This is why the New Testament, over and over again, holds up motherhood as such a high calling. It was for this reason that a Christian widow was to be honored in 1 Timothy 5:10, if she has brought up children. Then, in verses 11 to 15, Paul counsels younger widows to remarry and to multiply (“to have children”), as a safeguard against temptation. And God’s way is always best, no matter how “politically incorrect” it may sound at times.
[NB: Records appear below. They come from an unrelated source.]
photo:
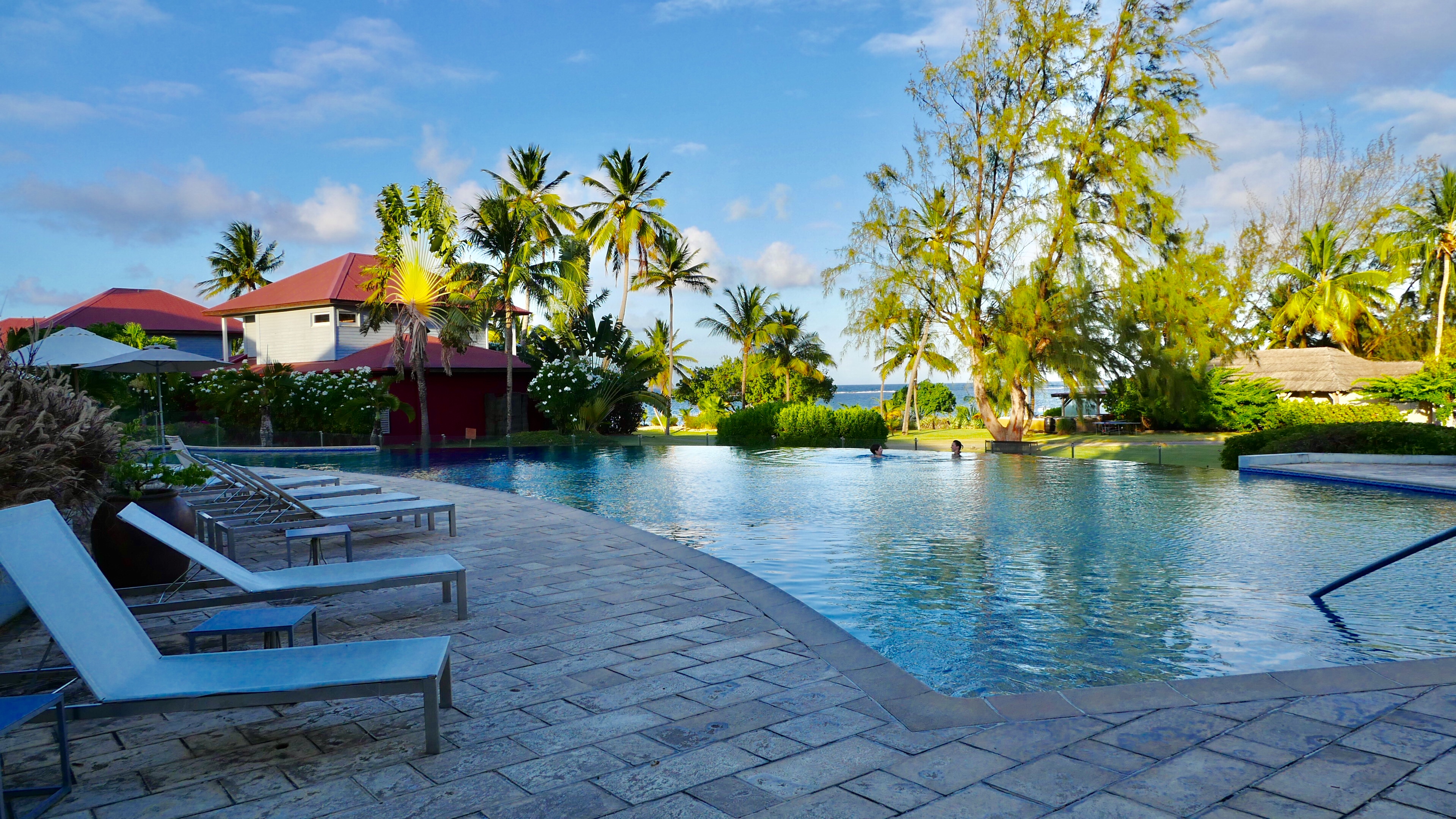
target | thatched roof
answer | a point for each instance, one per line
(1315, 369)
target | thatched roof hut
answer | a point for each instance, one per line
(1315, 371)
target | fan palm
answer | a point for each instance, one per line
(1330, 292)
(791, 352)
(1432, 237)
(746, 321)
(628, 218)
(676, 266)
(241, 263)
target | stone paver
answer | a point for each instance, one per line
(609, 672)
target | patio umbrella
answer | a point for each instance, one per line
(156, 359)
(66, 347)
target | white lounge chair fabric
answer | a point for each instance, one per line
(123, 668)
(306, 581)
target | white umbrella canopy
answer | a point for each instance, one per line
(156, 359)
(67, 347)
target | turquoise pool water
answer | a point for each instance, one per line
(1008, 575)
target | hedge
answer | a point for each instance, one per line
(801, 425)
(1296, 413)
(1378, 438)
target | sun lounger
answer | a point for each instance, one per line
(127, 674)
(300, 582)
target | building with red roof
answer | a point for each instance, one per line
(156, 311)
(314, 320)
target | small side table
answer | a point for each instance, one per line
(270, 621)
(17, 712)
(317, 535)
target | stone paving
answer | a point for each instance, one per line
(609, 672)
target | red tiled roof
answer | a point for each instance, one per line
(379, 358)
(6, 326)
(156, 311)
(336, 280)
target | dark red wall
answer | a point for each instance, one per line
(456, 401)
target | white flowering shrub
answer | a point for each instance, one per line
(346, 401)
(563, 387)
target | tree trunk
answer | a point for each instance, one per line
(743, 382)
(1440, 307)
(672, 361)
(421, 373)
(510, 368)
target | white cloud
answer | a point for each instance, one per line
(30, 292)
(159, 207)
(778, 266)
(344, 76)
(44, 111)
(164, 91)
(1312, 46)
(743, 207)
(946, 30)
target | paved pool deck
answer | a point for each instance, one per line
(605, 671)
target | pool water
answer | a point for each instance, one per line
(992, 575)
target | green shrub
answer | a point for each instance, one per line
(755, 423)
(860, 423)
(806, 423)
(1366, 438)
(1298, 413)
Titus 2:4-5 says that the older women should teach the younger women to be godly homemakers who love their husbands and their children, for the purpose of advertising God’s Word to a watching world. I try to never ask a married woman (especially if I know she has kids), “Do you work?” How insulting. Rather, I try to say, “Do you work outside the home?” This question acknowledges that a homemaker also works a full-time job, and then some! I remind my wife often of her God-given high calling as a wife and mother. Through her devotion to that calling, God multiplies godly offspring. I don’t know where I would be today if my own mother had not been committed to these same priorities.

CLOSING CHALLENGE

So we’ve seen from the Old Testament that children are a great blessing, not just because they increased wealth in an agrarian society, but because they were a gift from God and the means by which the deliverer would come and the nations would be blessed. In the New Testament we have seen that God is still passionate about multiplying godly offspring in his world and that the role of mothers are central to this great cause.